The John Henry framing skips the part where the steam drill broke down constantly and needed a crew to babysit it. Running agents in prod, the failure mode isn't capability, it's the 3am pager when a tool call loops on a stale token and burns through context. Law professors picking AI answers in a survey is a vibes benchmark, not a deployment.

0andres_mejia·6d

What was the prompt setup for the AI answers, single-shot or with retrieval over case law? That gap usually explains the preference.

0alexChen·6d

Funny parallel from code review land: my team started preferring Claude's first-pass review over waiting 18 hours for a human one, and the humans only get pinged now when the bot flags something it isn't sure about. Took about six weeks before nobody complained about the reordering.

0ZolaNdlovu·6d

Last week three clients sent me the same ChatGPT-drafted brief and asked me to make it sound less like ChatGPT.

0MateoSilva·6d

My tenth graders already trust the chatbot's feedback over their lab partner's, and I cannot say they are wrong.

0linh_nguyen·6d

Three rounds of revisions deleted, replaced by a model that never asks the client what they meant.

0priyaNair·5d

Peer review in academia already runs on unpaid labor and three-month turnaround times, so "prefer the bot" reads less like a verdict on quality and more like a verdict on a reviewer pool that ghosts you.
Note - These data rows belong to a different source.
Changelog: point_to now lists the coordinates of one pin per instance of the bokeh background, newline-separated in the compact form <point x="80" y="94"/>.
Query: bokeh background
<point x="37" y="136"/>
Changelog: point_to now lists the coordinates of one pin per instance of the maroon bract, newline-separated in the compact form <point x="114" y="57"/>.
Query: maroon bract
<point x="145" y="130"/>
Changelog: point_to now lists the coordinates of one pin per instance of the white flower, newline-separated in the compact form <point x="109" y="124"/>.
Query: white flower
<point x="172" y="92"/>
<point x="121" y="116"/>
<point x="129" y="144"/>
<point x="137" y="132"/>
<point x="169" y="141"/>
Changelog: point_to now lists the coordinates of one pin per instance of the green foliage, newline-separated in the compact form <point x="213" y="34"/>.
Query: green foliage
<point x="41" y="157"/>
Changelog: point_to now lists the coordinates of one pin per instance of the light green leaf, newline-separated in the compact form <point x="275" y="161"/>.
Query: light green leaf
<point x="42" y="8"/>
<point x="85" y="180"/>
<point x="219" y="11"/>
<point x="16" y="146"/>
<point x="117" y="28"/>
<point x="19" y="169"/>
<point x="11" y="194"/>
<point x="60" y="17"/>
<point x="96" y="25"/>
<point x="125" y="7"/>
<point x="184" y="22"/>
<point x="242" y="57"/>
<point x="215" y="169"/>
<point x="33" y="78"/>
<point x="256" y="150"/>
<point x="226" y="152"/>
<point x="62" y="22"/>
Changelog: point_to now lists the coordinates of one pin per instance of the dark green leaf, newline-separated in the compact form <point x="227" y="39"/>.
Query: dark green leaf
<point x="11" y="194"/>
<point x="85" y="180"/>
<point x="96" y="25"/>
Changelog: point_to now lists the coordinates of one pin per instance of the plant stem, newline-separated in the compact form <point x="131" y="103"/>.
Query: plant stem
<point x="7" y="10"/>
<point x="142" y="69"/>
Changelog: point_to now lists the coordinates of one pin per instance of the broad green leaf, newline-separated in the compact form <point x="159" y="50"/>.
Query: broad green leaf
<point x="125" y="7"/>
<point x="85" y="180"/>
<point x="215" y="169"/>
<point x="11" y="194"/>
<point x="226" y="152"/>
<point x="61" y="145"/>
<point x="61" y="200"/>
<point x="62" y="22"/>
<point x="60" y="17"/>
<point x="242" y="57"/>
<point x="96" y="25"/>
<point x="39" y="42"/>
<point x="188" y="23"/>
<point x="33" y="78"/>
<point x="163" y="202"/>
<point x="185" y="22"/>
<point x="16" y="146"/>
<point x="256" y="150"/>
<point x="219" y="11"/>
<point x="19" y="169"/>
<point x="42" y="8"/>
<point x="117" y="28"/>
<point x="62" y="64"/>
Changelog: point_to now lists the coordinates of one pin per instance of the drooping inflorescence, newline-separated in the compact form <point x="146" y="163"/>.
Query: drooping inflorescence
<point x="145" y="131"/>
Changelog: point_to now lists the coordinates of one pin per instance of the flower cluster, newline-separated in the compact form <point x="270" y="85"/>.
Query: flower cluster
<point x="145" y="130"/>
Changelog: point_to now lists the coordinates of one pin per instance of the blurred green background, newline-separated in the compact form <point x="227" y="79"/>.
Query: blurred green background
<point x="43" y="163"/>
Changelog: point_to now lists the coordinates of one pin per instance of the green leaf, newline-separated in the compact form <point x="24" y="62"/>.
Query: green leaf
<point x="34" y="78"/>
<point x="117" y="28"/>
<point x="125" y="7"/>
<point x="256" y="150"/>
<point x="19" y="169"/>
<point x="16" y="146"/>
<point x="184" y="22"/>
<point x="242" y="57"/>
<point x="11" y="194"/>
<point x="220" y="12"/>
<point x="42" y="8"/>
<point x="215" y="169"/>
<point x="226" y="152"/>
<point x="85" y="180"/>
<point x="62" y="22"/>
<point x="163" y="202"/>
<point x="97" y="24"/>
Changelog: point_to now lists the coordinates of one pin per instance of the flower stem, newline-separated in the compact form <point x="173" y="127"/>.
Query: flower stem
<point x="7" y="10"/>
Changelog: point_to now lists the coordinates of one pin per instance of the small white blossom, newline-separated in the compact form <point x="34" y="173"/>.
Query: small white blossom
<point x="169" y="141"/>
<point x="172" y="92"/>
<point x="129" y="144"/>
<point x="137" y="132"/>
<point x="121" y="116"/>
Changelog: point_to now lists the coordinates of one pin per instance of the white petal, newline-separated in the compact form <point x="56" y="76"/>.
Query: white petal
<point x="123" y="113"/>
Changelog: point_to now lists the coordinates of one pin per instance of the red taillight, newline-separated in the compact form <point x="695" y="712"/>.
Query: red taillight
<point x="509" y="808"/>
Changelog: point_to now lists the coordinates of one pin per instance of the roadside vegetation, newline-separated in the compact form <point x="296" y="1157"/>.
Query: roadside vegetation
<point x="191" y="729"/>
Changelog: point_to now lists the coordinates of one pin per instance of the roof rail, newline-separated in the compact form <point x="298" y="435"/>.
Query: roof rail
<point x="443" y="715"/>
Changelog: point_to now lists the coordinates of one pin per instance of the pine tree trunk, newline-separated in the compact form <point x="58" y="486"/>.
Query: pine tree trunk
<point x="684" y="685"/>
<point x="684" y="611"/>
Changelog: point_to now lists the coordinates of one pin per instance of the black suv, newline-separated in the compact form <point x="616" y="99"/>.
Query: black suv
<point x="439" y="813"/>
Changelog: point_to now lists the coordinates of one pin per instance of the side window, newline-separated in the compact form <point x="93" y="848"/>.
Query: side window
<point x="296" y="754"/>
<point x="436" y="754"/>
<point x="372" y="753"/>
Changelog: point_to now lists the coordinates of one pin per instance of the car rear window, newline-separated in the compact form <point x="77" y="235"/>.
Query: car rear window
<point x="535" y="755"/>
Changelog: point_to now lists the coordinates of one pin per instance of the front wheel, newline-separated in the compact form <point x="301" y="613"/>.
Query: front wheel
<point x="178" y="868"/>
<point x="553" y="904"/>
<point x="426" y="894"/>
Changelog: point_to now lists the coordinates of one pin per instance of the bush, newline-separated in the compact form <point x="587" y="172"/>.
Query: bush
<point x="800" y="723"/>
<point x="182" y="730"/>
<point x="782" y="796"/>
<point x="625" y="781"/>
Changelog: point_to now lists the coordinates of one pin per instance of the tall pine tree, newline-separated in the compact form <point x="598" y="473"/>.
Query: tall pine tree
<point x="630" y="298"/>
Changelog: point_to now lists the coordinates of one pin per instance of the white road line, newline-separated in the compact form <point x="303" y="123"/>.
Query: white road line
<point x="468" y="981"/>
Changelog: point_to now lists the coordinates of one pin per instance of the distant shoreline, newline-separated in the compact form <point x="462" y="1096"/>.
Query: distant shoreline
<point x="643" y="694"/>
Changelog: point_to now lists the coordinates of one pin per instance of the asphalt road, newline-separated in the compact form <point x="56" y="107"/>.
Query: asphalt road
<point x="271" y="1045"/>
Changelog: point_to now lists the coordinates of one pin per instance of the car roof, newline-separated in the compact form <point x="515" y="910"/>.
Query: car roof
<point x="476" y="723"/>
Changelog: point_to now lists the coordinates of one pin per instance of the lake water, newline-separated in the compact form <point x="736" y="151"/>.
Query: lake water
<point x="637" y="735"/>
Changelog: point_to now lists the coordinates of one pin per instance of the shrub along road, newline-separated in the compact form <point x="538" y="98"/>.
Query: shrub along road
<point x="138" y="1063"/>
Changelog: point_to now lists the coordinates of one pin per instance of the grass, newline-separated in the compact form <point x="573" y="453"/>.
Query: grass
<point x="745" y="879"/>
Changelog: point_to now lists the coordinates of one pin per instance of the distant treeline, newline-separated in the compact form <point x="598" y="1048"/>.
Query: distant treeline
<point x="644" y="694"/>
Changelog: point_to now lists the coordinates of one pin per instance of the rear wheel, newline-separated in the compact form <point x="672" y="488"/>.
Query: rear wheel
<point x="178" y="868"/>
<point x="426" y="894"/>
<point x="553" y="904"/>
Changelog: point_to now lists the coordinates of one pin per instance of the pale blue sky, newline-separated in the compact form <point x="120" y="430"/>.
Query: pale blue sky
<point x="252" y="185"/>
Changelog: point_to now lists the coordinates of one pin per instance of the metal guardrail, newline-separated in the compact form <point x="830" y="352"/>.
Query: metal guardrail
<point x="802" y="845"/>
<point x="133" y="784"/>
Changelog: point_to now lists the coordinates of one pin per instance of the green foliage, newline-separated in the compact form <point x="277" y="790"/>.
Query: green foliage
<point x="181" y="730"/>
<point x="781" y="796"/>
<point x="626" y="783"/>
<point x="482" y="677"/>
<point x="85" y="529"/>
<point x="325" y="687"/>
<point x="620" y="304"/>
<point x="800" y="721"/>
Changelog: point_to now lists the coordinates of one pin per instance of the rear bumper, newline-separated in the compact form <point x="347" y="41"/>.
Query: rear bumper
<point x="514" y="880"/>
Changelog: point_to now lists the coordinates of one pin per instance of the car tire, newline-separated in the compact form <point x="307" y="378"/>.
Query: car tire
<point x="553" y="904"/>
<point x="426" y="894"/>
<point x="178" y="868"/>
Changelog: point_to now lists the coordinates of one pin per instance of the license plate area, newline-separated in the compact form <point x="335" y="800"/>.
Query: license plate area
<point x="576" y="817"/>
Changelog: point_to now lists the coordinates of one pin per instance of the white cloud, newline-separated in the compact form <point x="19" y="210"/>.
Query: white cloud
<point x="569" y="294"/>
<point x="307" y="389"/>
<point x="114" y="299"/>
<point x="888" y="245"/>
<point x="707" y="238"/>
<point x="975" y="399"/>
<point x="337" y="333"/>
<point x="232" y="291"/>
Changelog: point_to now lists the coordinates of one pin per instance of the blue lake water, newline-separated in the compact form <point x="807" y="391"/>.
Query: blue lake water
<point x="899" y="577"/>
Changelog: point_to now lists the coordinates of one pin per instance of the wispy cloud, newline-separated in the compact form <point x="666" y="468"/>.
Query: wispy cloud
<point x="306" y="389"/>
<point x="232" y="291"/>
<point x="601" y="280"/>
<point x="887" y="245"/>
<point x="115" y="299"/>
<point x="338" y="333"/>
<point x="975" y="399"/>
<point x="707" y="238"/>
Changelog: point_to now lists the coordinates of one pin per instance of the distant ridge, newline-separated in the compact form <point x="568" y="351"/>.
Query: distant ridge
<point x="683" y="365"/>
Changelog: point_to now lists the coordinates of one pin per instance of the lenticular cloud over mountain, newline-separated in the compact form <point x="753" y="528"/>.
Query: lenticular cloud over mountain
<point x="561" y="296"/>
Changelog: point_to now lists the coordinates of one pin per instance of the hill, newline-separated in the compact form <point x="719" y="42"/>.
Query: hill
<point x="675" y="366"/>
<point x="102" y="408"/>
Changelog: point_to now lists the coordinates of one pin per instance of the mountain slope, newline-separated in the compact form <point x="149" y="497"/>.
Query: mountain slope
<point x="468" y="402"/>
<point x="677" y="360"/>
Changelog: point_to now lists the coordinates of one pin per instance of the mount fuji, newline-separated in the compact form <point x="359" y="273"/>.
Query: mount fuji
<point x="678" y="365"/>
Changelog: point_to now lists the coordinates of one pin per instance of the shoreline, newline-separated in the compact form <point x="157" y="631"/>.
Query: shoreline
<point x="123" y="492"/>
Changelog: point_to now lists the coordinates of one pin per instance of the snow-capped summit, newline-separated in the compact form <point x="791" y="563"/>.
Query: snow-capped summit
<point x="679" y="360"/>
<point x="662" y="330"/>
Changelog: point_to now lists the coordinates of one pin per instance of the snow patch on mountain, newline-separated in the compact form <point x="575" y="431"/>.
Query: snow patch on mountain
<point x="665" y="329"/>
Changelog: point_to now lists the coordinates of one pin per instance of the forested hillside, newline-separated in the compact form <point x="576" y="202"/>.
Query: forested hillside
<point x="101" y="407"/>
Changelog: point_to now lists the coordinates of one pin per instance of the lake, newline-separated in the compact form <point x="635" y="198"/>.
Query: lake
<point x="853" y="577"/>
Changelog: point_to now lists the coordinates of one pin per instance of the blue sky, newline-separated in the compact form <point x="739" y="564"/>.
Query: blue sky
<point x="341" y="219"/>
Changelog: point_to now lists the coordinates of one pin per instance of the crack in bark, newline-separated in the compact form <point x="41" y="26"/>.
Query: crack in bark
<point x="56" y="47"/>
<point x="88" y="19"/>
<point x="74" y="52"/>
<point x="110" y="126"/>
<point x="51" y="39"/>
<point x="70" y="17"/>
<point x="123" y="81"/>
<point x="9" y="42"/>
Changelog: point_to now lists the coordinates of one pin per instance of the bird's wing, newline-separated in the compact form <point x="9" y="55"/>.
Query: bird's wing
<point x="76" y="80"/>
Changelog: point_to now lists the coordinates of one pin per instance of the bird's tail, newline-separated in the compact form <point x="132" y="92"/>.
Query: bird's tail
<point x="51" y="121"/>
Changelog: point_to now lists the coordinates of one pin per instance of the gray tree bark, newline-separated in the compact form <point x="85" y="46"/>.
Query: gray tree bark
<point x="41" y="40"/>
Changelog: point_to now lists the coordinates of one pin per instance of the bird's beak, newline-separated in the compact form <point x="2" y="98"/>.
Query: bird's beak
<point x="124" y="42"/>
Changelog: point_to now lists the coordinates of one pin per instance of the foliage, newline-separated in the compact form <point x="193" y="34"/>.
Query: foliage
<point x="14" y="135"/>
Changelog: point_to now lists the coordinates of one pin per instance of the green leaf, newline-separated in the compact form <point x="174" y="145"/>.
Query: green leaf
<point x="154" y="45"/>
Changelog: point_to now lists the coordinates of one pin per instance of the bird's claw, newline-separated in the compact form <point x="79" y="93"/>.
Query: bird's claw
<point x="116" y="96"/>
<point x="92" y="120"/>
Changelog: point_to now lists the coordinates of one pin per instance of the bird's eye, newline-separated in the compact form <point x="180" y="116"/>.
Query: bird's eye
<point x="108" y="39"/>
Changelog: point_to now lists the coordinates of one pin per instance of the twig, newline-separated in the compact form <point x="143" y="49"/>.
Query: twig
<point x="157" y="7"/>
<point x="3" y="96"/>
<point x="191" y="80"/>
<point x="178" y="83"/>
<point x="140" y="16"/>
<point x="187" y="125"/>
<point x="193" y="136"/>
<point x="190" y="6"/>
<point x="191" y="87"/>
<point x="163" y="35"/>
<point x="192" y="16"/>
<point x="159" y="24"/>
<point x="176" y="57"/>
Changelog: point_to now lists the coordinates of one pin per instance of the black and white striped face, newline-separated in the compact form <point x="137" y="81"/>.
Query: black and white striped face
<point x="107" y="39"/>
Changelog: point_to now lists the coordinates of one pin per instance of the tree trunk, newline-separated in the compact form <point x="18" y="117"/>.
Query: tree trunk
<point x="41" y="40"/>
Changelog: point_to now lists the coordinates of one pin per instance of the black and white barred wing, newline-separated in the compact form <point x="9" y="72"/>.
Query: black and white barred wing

Same thing happens on contract work: clients stopped asking for a second freelancer's eyes once they realized the first draft from a model lands in ten minutes instead of ten days.

0thomas_weber·4d

Peer review's slowness is the feature, not the bug it's measured against. Those professors picked the answer that read cleanest in a blind test, but a confident wrong citation is exactly what a model produces best and what a human reviewer flags. You optimized for first-read polish and called it correctness.